Picrust2: Removed 3,751 input sequences aligned poorly to reference sequences

kkl45 · June 26, 2023, 12:35pm

I am trying to use my output from Qiime2 in picrust 2.

In total i have around 9,000 input sequences.

Is 3,751 being removed/aligning poorly means I am doing something wrong or if that level of filtering is normal?

MY first time using picrust2, and wondering if I am inputing the data wrong or something?

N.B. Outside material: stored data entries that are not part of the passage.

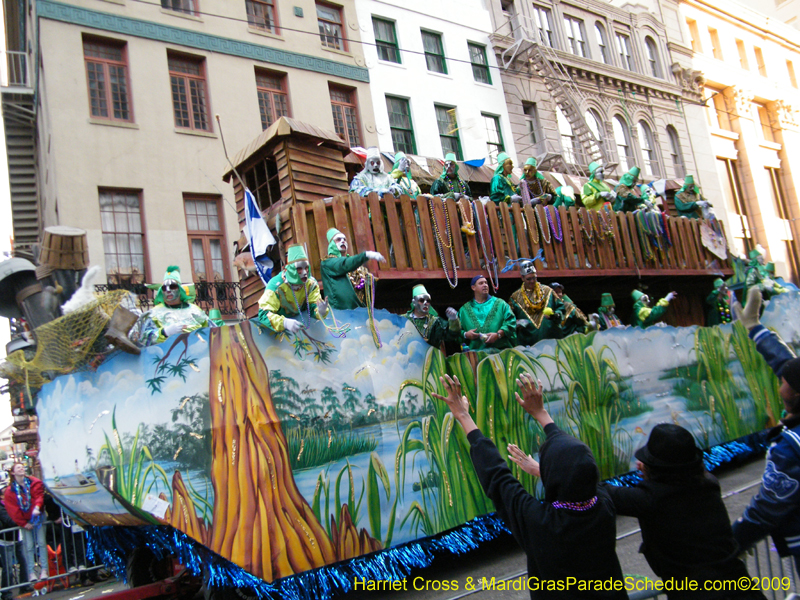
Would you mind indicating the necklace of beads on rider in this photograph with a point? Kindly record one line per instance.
(440, 242)
(469, 222)
(299, 309)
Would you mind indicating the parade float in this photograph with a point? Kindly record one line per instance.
(288, 465)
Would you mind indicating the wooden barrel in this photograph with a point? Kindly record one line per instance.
(64, 248)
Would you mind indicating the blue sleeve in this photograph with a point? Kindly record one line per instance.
(779, 495)
(772, 348)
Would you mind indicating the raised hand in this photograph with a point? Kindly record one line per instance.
(525, 461)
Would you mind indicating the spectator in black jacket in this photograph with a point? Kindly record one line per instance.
(572, 534)
(686, 532)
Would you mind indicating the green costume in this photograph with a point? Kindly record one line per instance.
(686, 199)
(489, 317)
(644, 316)
(565, 195)
(407, 184)
(432, 327)
(592, 189)
(537, 307)
(608, 318)
(531, 189)
(447, 186)
(344, 277)
(161, 316)
(719, 305)
(280, 301)
(628, 196)
(502, 188)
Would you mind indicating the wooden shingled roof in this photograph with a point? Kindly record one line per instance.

(picrust2) picrust2_out_pipeline % place_seqs.py -s ../seqs.fna -o out.tre -p 1 \ 
              --intermediate intermediate/place_seqs
**Warning - 3751 input sequences aligned poorly to reference sequences** (--min_align option specified a minimum proportion of 0.8 aligning to reference sequences). These input sequences will not be placed and will be excluded from downstream steps

crusher083 · June 26, 2023, 12:54pm

Depends on the input, environment of the samples, etc.
That means, that in your sample that many sequences don't have a good reference within PICRUSt2. Be careful with interpretation, because 40% of your data won't be used for predictions.

Cheers
V

kkl45 · June 26, 2023, 4:45pm

i see. is this range typical? or hard to say without more context? I used the following:

FASTQ reads were trimmed, and then filtered to remove reads containing Ns, or with maximum [expected errors] >=2.
For ASVs passing inference, chimeras were removed before taxonomic assignment
Samples with fewer than 1,000 sequences were discarded.
ASVs accounting for less than one millionth of all pass-filter reads were discarded

im wondering if there is any quality check i can do to ensure the samples are adequate?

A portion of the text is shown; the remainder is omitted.